In September 2018, Turkmenistan celebrated an important industrial achievement of the country – the launch of a new state-owned urea plant in the city of Garabogaz on the coast of the Caspian Sea. The media wrote that even foreign diplomats from Ashgabat attended the grand opening.

The Garabogazkarbamide plant, for the construction of which the Japanese Bank for International Cooperation (JBIC) issued a loan of $ 1.16 billion, has significantly increased the capacity of Turkmenistan in the production of urea fertilizer, one of the country’s key export products.

A new investigation by OCCRP and partners, Turkmen.News and Gundogar.org, reveals that among the main exporters of the urea produced at the plant was a dubious Scottish company that does not even have a website.Photo: Khadzhimurat Rejepov / InstagramKhadzhimurat Rejepov (left) with his brother Shamurat

Moreover, although the shareholders and ultimate beneficiaries of the firm changed several times, in fact, the company was secretly controlled by Khadzhimurat Rejepov, the nephew of Turkmen President Gurbanguly Berdimuhamedov.

The investigation builds on the Pandora Archive , the leaked millions of documents from offshore corporate service providers that the International Consortium of Investigative Journalists (ICIJ) has shared with partners.

Khadzhimurat is not the only Rejepov in the leaked documents. Apparently, his younger brother Shamurat used a similar scheme and played a similar role in a British company that calls itself the leading exporter of petroleum products at a large Turkmen oil refinery (refinery).

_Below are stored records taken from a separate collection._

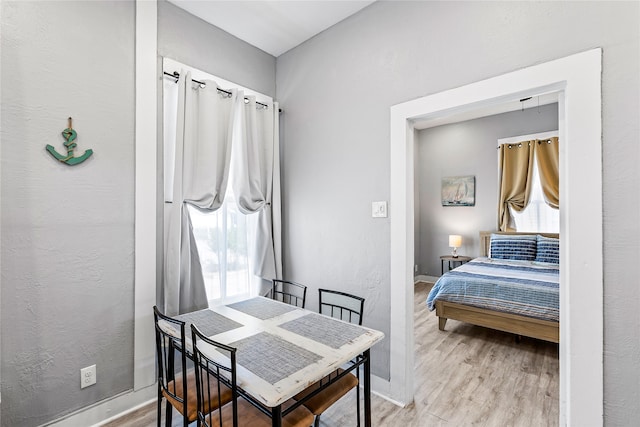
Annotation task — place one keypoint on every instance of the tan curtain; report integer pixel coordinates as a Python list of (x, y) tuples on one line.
[(547, 155), (516, 170)]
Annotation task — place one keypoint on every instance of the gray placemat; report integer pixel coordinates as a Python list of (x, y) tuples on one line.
[(262, 308), (272, 358), (323, 329), (209, 322)]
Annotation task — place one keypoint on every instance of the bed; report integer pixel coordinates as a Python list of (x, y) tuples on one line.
[(515, 289)]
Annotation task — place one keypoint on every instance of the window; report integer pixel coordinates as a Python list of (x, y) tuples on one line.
[(222, 241), (537, 216)]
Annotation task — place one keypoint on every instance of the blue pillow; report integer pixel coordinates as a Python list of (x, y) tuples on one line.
[(548, 250), (517, 247)]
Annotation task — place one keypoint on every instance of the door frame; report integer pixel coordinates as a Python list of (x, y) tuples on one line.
[(577, 79)]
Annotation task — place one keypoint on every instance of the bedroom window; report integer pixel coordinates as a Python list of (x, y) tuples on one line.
[(537, 216)]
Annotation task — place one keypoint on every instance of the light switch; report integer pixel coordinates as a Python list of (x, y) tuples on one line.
[(379, 209)]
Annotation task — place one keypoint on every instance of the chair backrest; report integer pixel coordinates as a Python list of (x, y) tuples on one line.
[(216, 367), (289, 292), (167, 345), (341, 305)]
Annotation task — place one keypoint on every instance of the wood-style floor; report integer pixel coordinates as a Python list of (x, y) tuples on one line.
[(466, 376)]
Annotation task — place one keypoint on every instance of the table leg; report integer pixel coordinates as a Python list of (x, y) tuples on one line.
[(367, 388), (276, 416)]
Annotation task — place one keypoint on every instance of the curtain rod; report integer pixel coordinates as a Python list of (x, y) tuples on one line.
[(176, 76)]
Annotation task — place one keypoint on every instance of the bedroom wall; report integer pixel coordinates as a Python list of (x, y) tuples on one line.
[(67, 233), (465, 148), (338, 87)]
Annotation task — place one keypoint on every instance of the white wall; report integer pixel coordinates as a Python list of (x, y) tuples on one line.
[(337, 90), (465, 148)]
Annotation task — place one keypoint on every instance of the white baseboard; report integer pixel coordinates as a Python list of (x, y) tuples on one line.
[(382, 388), (108, 410), (423, 278)]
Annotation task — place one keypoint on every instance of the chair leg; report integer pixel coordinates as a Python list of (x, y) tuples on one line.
[(159, 407), (358, 396), (169, 413)]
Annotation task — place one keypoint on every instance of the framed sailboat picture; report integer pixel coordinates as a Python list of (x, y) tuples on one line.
[(459, 191)]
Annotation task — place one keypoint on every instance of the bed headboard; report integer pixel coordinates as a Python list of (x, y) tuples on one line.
[(485, 238)]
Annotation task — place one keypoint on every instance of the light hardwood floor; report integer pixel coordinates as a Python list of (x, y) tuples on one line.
[(466, 376)]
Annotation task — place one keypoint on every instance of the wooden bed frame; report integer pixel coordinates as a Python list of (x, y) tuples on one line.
[(513, 323)]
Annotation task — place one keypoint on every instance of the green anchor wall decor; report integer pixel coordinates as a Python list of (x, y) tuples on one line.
[(70, 135)]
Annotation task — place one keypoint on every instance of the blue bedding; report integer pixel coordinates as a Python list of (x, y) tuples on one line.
[(526, 288)]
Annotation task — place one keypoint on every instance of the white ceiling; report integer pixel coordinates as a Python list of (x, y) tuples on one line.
[(273, 26), (490, 110)]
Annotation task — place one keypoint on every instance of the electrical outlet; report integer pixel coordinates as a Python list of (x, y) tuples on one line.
[(379, 209), (87, 376)]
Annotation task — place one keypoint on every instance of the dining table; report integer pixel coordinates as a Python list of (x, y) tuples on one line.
[(282, 349)]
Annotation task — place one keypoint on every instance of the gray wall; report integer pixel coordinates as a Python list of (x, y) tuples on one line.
[(67, 232), (466, 148), (192, 41), (337, 89)]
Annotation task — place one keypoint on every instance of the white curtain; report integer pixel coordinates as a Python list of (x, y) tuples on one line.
[(256, 183), (200, 174)]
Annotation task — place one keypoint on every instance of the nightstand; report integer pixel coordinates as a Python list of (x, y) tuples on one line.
[(452, 261)]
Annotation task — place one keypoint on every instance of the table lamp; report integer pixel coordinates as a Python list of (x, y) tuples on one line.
[(455, 242)]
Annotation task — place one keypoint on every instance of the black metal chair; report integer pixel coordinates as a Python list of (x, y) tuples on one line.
[(289, 292), (216, 369), (176, 383), (349, 308)]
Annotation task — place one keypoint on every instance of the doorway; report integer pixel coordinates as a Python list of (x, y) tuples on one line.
[(577, 81)]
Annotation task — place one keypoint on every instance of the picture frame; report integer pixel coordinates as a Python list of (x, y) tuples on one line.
[(459, 191)]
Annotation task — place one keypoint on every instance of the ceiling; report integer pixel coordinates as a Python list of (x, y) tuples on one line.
[(273, 26), (499, 107)]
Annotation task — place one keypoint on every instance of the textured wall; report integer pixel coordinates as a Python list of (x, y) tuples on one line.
[(466, 148), (337, 89), (67, 232), (192, 41)]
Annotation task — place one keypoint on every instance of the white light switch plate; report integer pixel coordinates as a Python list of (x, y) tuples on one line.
[(379, 209)]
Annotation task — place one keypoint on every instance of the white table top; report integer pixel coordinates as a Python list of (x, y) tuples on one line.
[(269, 349)]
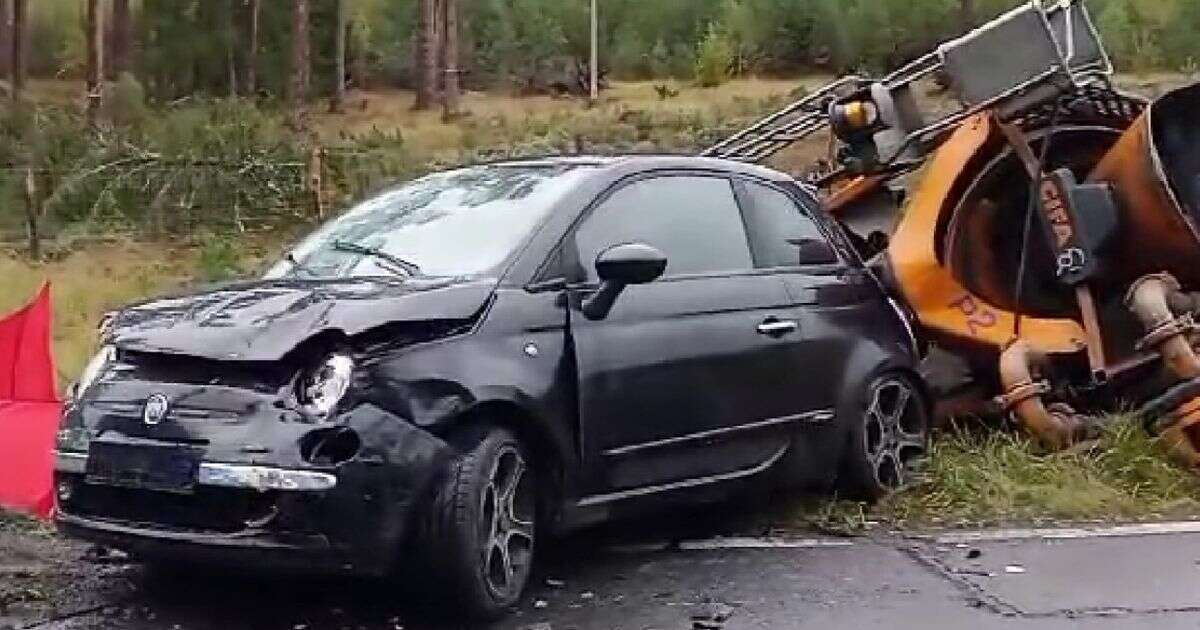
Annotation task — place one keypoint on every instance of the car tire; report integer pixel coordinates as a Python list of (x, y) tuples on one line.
[(484, 523), (888, 437)]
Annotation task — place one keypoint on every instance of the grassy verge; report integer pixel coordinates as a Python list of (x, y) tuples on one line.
[(976, 479)]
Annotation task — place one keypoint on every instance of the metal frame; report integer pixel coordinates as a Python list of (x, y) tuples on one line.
[(810, 114)]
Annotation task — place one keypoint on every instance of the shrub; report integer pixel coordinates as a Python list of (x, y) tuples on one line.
[(714, 58)]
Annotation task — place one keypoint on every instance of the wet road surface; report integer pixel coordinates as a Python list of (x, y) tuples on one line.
[(591, 582)]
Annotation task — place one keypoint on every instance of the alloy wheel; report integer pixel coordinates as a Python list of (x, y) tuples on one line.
[(895, 431), (507, 525)]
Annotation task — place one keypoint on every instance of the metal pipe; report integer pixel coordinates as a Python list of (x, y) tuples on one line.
[(1023, 395), (1150, 299)]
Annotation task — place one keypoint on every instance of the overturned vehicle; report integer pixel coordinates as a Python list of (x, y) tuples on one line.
[(1045, 231), (463, 361)]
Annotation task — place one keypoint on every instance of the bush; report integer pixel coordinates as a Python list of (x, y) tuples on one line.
[(126, 101), (714, 58)]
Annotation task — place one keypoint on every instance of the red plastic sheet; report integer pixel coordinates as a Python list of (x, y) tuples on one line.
[(29, 408)]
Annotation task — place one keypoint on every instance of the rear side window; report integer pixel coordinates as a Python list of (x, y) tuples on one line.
[(694, 220), (773, 219)]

The leaked documents contain interesting information about the beneficiaries of the companies: their shareholders were offshore “denominations”, which were used to hide the real owners. Since the UK began requiring disclosures about “persons with significant control” in the enterprise, several little-known Turkmen citizens have appeared in the declarations. Those who OCCRP reporters were able to contact declined to comment.How Khadzhimurat profited from starving TurkmensIn May, OCCRP and partners revealed how Khadzhimurat Rejepov made money on a lucrative government contract to import food for hungry citizens of Turkmenistan.Read more

Ties with the elite allow the Rejepov brothers to live a completely different life than most citizens of Turkmenistan, which human rights activists call one of the most authoritarian countries in the world. President Berdymukhamedov oversees almost every aspect of political life and economy, including the approval of bank card designs and medals for dog shows.

Turkmenistan does not publish government documents in the public domain, and they have not heard of freedom of the press here. This makes it extremely difficult for independent journalists and civil society to find out what is happening in the country.

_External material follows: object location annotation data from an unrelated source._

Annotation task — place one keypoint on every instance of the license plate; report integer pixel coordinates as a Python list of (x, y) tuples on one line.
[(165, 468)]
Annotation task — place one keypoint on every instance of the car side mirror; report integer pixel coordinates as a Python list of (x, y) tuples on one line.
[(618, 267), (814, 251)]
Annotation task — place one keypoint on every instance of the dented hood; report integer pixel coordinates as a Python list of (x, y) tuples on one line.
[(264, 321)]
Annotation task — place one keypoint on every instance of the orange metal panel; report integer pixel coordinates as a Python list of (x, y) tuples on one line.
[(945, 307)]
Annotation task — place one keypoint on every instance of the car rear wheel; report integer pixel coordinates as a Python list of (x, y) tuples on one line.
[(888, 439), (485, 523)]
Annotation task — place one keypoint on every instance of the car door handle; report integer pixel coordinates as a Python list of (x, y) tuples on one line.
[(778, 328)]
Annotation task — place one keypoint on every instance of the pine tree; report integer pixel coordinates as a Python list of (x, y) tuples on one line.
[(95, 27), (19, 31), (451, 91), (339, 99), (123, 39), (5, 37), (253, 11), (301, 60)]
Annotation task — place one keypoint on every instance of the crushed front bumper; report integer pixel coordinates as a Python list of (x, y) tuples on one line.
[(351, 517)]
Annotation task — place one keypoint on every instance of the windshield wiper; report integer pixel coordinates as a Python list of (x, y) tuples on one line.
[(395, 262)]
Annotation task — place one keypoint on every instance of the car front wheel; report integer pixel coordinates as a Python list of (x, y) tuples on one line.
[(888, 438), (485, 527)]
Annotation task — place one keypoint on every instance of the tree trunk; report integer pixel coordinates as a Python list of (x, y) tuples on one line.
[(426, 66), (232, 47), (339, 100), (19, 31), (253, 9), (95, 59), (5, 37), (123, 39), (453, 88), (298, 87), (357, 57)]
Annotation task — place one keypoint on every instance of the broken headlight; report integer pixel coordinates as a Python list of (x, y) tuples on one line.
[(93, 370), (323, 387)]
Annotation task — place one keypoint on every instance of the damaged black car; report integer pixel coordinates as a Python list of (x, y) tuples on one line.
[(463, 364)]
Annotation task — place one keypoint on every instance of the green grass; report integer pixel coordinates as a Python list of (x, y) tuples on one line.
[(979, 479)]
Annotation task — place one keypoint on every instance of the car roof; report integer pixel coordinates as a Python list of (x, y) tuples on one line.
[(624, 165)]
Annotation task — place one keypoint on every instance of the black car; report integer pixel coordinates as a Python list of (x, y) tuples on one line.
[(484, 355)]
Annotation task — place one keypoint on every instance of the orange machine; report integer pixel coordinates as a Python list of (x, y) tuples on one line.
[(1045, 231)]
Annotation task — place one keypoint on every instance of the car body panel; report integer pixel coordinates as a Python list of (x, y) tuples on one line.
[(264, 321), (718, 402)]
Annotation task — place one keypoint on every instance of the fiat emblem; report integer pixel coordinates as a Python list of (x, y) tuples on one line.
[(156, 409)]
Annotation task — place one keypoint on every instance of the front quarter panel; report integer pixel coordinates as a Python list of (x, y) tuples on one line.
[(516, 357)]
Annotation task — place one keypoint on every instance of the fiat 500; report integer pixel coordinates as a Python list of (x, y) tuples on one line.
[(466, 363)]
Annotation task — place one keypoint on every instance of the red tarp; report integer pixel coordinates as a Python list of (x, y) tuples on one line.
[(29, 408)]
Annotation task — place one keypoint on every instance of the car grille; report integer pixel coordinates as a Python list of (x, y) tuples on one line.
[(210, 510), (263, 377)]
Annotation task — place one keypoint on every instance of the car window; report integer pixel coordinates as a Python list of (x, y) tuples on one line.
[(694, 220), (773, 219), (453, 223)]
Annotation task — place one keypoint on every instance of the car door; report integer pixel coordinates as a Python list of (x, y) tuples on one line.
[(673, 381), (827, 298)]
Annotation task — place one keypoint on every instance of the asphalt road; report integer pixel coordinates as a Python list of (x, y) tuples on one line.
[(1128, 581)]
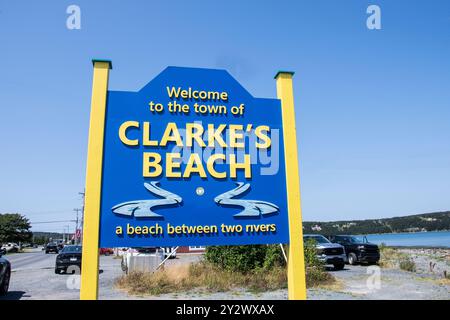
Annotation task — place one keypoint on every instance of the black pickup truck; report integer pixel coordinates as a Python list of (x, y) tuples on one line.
[(357, 250)]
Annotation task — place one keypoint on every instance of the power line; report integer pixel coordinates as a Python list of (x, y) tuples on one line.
[(59, 221)]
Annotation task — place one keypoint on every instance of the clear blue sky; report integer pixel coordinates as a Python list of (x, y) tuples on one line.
[(372, 106)]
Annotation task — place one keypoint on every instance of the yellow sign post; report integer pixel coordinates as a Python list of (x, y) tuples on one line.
[(91, 224), (296, 262)]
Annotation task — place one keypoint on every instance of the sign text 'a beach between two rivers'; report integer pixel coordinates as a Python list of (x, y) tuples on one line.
[(192, 159)]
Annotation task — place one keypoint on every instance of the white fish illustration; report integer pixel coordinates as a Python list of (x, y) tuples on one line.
[(252, 208), (143, 208)]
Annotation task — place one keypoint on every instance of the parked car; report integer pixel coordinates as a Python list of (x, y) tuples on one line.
[(10, 247), (327, 252), (51, 247), (69, 259), (170, 251), (357, 250), (5, 274), (106, 251)]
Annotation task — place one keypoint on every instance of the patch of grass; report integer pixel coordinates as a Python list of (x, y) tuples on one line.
[(316, 276), (407, 264), (201, 276), (393, 258), (205, 277)]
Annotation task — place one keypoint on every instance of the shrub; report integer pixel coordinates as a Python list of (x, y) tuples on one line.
[(245, 258)]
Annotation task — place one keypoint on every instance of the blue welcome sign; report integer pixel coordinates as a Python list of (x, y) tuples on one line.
[(192, 159)]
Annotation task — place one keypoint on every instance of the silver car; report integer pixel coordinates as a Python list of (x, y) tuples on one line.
[(327, 252)]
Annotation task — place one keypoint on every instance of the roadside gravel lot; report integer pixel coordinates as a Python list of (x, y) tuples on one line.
[(33, 277)]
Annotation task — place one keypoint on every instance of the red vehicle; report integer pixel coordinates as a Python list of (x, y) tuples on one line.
[(106, 251)]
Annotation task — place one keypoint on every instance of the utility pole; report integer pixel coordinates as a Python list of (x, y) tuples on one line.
[(83, 194), (76, 225)]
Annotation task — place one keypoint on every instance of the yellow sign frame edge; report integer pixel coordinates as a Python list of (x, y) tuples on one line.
[(94, 171), (296, 256)]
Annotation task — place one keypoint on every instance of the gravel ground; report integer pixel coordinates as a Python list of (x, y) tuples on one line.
[(33, 277)]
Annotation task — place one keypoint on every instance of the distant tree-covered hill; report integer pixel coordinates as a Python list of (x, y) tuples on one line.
[(437, 221)]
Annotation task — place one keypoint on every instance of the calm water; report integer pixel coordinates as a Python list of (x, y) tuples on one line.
[(426, 239)]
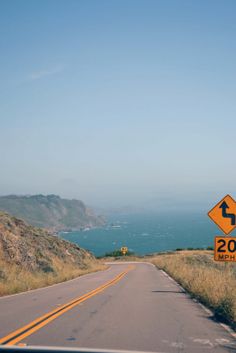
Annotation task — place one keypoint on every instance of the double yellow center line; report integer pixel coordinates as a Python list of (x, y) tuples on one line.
[(25, 331)]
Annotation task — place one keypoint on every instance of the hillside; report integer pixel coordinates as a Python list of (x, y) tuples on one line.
[(51, 212), (31, 257)]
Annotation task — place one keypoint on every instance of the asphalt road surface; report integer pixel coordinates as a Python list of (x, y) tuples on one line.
[(127, 306)]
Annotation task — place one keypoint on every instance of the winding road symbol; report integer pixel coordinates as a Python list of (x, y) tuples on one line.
[(232, 216), (224, 214)]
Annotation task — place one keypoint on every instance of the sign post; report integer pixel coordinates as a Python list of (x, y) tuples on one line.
[(224, 215)]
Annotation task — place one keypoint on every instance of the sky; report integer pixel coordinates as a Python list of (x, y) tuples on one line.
[(119, 102)]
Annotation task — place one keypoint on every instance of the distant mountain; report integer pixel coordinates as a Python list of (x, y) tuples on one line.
[(51, 212)]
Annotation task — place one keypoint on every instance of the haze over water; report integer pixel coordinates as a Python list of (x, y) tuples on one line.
[(148, 233)]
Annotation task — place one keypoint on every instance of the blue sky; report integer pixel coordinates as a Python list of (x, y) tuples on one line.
[(119, 102)]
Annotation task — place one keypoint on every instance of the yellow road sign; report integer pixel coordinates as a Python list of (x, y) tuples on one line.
[(225, 249), (224, 214)]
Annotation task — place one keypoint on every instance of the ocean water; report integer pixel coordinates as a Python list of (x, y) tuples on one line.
[(148, 233)]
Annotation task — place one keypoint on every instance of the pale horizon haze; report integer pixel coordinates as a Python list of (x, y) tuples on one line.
[(119, 103)]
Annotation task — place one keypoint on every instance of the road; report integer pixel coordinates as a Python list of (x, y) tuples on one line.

Khadzhimurat and Shamurat Rejepov, as well as representatives of President Berdymukhamedov’s administration, did not respond to requests for comment.

Import and export

The new state-owned urea plant has made Turkmenistan the region’s leading fertilizer exporter: according to documents from the UN Comtrade database for 2019 and 2020, the country exported over 1.6 million tonnes of urea.

Photo: “Turkmenhimiya”The urea plant located in Garabogaz, built with a loan from a Japanese bank, belongs to the state concern “Turkmenhimiya”

There is no publicly available trade data revealing how important the Scottish company Caran Holdings was in this. However, various sources indicate that she got a large piece of the pie.

In 2018, a man who identified himself as Caran’s representative at the new plant was interviewed by the government newspaper Turkmenistan. He said the company signed an agreement to export 1.2 million tons of urea produced at the plant through Georgian and Russian ports.

He also said that the company has agreed with a state firm to buy 200,000 tons of fertilizer, which they planned to sell to China, India, Egypt and several African countries.

If this is true, then the company is the only fertilizer exporter from Turkmenistan. (However, the information in Comtrade may be incomplete.)

Several independent sources also cite the firm as a major player in the market.

Argus Media, which provides information on prices for energy and other goods based on data from the government of Turkmenistan, called Caran “the largest supplier of Turkmen urea by river routes this year.”

The journalists also got documents containing Caran sales statistics. In 2020, the firm sold 213,000 tonnes of urea to a Russian trading company, which transferred the goods to US buyers.

An industry source also said the company regularly exports tens of thousands of tons of fertilizer. He agreed to speak with reporters on condition of anonymity and provided several dozen invoices in support of his words.

Scottish secrets

The president’s nephew, Khadzhimurat Rejepov, is the only notable person in the Caran documents. He was listed as the owner of the company from January to November 2020.The power of attorney issued in 2019 gave Rejepov the right to “make payments, control, modify and execute any business contracts and issues … related to the company’s activities and affairs.”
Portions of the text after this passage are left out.